Question de Denis à Saint-Clet, QC

Les questions et réponses suivantes furent publiées originalement dans le journal Hudson/Saint-Lazare Gazette. Elles sont présentées ici avec permission.

Ces jours-ci, un héron est venu chasser des grenouilles dans le fossé en face de chez nous. L’an dernier cela s’était déjà produit et, malheureusement, nous avions retrouvé l’oiseau mort sur le bord de la route. Que faire si cet oiseau a besoin d’aide ?

En juillet et août les jeunes hérons quittent le nid pour voler de leurs propres ailes. De ce fait, ils font face à de nombreuses épreuves, et l’apprentissage de la chasse en est toute une. Le stress est donc au rendez-vous. Tant qu’ils sont au nid, les jeunes hérons sont nourris par leurs dévoués parents. Car il faut être dévoué pour régurgiter du poisson partiellement digéré dans le bec aiguisé de jeunes maladroits ! Bref, pour ce qui est d’être bien nourris, ils le sont, et lorsqu’ils quittent le nid ils pèsent souvent plus lourds que leurs parents.

Avant de s’occuper d’un oiseau possiblement blessé ou malade, il faut se poser plusieurs questions, dont celle-ci : a-t-il besoin d’aide ? Ça peut sembler fou, mais il n’est pas rare d’être leurré par un oiseau apparemment normal et sain. Avant de l’approcher, regardez-le tranquillement. Ses deux ailes sont-elles bien alignées, utilise-t-il ses deux pattes ? Toute blessure à l’aile ou à la patte est très visible chez les hérons. Ensuite, approchez-vous tranquillement de lui. S’il ne s’en va pas très loin, il est fort possible qu’il ait un problème. Une fois décidé que son salut dépend de votre intervention,  préparez-vous bien avant d’entreprendre sa capture. Les hérons chassent en frappant leur proie de leur long bec effilé. C’est inné chez eux, et c’est aussi un de leurs moyens de défense. C’est ce moyen de défense qui peut causer des blessures à leur aspirant sauveteur. Il vous faut donc jeter une grande serviette ou une couverture sur le héron, et vous assurer qu’elle recouvre aussi la tête. D’une main, saisissez alors la tête, avec douceur, puis de l’autre, le corps, et engouffrez-le dans une grande boîte ou une cage à chien. C’est un peu comme tenter de manipuler un paquet de cornemuses vivantes : s’y mettre à deux est donc très recommandé. Apportez ensuite l’oiseau au centre de réhabilitation le plus proche. Toutefois, vu qu’il s’agit d’une opération assez dangereuse, l’équipe du Nichoir (450 458 2809) peut venir à la rescousse.

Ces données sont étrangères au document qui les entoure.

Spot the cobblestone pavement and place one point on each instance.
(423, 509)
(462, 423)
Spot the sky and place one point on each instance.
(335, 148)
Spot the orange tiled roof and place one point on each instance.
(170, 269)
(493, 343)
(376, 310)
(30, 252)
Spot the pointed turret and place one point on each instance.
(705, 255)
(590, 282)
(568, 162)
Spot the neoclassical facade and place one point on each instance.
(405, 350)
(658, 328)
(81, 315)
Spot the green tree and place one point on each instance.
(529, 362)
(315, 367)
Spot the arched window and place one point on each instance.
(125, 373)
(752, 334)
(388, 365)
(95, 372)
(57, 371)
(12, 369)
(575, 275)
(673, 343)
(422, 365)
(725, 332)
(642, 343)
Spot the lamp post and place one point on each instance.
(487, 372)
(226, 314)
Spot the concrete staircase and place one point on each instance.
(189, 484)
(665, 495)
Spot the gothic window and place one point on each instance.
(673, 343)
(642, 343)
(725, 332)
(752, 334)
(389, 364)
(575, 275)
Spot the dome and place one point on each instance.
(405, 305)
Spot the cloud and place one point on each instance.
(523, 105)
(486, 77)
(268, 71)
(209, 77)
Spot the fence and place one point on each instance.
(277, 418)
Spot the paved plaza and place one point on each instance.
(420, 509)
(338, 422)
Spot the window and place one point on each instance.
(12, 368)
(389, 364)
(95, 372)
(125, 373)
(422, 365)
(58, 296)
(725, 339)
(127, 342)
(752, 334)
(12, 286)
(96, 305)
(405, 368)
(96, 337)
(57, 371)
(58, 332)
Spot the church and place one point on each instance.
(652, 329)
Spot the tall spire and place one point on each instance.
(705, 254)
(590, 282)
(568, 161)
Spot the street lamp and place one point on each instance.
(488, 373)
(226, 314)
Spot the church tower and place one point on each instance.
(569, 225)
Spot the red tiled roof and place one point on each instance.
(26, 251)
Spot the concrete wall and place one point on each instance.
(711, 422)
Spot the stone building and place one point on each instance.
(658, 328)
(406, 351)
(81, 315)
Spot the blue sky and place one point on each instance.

Je vous ai dit que, tant qu’ils sont au nid, les jeunes peuvent être plus lourds que leurs parents. Et je pense que c’est cet état naturel qui finit par les conduire dans un centre de réhabilitation. En effet, de nombreuses toxines présentes dans l’environnement sont solubles dans la graisse, d’où une concentration possible dans les réserves de graisse des poissons au menu des hérons. À force d’en manger, les oiseaux accumulent donc à leur tour une charge toxique. Or, pour survivre, les jeunes hérons doivent apprendre à pêcher. Et, pendant cette période d’apprentissage, leur importante accumulation de graisse est un atout, elle les empêche de devenir squelettiques. L’ironie de la chose c’est que, plus les parents dorlotent leurs jeunes, plus ceux-ci vont emmagasiner de graisse, et plus ils risquent donc d’accumuler des toxines. Or, en période de disette, l’oiseau utilise  rapidement cette graisse accumulée, ce qui entraîne une poussée toxique à un moment critique de son développement, et peut le rendre vulnérable à d’autres problèmes.